You should look at Borg for the remote backup software. It does automatic deduplication; has the security posture you're asking for ("untrusted server")*; and is agnostic about which backup cloud provider you use it with. Of course it's FOSS.
I had the same type of thing happen to me with the LastPass leak, which made me very wary of closed-source supposed-e2e encrypted services.
Looking at Borg, it doesn't seem to have native support for the actual transfer of the remote backup. It seems like if I used Borg it would be for a local backup, and then I would need an additional layer to sync the backup to remote storage.
It looks like rclone does, mentioned in other comments here, any others?
In conjunction with Borg, look at InterServer[1] for a VPS.

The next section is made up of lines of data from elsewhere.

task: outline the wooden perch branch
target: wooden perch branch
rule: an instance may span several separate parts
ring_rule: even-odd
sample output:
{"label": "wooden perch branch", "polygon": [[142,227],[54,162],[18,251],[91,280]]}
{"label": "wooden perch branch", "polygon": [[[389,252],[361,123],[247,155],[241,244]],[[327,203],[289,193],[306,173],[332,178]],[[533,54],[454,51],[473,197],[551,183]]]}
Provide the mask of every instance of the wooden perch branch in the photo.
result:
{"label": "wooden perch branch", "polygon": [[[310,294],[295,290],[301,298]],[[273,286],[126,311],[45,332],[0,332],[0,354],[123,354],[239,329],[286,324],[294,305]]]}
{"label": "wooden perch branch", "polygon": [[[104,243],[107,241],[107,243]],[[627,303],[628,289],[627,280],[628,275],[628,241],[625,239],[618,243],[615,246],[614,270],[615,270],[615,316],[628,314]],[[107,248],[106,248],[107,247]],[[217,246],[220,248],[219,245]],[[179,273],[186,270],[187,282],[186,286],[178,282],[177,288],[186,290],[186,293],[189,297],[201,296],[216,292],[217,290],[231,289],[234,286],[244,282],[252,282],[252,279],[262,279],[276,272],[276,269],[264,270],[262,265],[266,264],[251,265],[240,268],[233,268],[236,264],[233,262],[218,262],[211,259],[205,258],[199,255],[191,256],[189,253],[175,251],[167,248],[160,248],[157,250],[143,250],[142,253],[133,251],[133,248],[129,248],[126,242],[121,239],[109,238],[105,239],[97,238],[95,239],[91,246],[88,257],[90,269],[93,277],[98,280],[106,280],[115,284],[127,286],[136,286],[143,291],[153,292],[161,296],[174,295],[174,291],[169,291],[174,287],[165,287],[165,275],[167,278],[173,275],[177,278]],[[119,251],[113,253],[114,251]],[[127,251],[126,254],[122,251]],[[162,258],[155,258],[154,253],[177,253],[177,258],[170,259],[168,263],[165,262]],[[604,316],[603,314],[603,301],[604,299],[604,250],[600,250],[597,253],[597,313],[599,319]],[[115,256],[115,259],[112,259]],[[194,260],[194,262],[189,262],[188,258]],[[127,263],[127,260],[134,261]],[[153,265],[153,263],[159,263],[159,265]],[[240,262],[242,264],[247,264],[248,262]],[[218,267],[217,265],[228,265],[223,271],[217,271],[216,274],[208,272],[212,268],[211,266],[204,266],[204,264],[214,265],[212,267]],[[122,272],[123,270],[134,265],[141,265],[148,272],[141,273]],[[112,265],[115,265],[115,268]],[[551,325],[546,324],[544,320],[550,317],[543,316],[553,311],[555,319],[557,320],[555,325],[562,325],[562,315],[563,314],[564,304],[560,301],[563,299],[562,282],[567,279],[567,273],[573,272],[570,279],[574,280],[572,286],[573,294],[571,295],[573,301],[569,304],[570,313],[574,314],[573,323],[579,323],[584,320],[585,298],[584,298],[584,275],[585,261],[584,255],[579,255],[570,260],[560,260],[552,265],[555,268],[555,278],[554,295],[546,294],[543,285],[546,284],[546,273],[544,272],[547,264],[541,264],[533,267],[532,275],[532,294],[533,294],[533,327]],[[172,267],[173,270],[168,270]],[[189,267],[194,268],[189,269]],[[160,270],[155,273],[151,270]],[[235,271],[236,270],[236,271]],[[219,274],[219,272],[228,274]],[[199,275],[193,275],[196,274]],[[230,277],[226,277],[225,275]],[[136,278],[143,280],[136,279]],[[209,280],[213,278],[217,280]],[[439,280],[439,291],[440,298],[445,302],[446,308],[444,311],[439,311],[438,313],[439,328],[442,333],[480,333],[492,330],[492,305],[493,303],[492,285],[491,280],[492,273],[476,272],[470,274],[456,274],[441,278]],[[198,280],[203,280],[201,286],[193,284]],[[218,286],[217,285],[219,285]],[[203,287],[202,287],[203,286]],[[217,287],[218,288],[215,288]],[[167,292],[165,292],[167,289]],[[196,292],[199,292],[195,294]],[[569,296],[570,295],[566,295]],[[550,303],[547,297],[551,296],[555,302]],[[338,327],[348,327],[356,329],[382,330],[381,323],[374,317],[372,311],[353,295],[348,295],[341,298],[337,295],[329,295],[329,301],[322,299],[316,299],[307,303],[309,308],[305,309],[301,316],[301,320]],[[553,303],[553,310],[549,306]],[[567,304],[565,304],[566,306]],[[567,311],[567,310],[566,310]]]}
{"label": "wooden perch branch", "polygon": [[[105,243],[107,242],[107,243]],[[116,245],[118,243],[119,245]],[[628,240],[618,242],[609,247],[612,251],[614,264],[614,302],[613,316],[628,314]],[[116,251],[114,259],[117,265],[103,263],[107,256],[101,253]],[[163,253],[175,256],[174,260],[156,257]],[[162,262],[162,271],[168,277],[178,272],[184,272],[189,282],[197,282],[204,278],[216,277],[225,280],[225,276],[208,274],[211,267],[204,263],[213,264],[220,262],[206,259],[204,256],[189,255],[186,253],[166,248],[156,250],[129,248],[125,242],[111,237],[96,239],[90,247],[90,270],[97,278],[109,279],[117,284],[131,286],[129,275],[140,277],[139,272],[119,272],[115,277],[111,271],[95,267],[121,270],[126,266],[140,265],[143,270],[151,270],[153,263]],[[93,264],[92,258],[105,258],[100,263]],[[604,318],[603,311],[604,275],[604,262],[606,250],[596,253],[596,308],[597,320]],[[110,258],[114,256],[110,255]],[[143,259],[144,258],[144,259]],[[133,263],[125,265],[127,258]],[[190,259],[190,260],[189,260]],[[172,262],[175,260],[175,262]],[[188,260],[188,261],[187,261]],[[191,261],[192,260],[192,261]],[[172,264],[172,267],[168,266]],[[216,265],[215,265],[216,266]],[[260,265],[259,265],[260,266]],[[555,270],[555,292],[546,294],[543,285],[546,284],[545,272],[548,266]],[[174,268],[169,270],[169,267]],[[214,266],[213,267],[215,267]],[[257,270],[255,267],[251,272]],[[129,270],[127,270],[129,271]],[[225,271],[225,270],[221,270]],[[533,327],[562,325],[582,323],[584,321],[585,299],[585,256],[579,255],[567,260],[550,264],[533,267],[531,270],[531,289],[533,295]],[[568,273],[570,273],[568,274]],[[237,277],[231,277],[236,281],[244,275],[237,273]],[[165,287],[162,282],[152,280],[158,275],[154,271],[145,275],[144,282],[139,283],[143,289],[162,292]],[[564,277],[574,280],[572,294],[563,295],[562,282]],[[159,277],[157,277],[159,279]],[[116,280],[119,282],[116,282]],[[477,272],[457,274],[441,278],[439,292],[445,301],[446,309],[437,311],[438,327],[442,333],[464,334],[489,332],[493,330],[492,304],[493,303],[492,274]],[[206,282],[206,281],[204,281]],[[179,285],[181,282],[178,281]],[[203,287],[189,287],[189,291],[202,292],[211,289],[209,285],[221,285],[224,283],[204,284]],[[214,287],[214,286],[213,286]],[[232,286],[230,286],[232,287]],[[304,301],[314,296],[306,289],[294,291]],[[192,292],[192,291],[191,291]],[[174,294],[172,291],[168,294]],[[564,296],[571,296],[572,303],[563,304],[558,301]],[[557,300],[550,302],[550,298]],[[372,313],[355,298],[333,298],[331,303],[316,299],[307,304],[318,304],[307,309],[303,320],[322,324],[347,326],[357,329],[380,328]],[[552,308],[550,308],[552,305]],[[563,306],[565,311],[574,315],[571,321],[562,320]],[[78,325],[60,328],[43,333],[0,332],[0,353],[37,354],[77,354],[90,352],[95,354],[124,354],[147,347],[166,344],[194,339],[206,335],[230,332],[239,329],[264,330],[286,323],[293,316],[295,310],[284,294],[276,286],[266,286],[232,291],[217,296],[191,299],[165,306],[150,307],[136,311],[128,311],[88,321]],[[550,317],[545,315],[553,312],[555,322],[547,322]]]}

They provide some of the best cost-per-GiB storage. I've been using them for 3 years, and I prepay a year in advance. I've been super happy. They're cheap; maybe they'll suffer data loss, but I practice the 3-2-1 backup strategy[2]; if they lose data, I have a local backup; if by some weird chance both InterServer goes down and my house burns down at the same time, I've got another backup drive at my parents' house.
If you're more risk-averse, there's rsync.net[3], but it is substantially more expensive. However, it has really good data backup practices on its side.
https://en.wikipedia.org/wiki/Borg_(backup_software)
https://news.ycombinator.com/item?id=21642364 ("BorgBackup: Deduplicating Archiver", 103 comments)
https://news.ycombinator.com/item?id=34152369 ("BorgBackup: Deduplicating archiver with compression and encryption", 177 comments)
*You definitely don't want your private filenames leaked to data brokers, like Backblaze's clients experienced.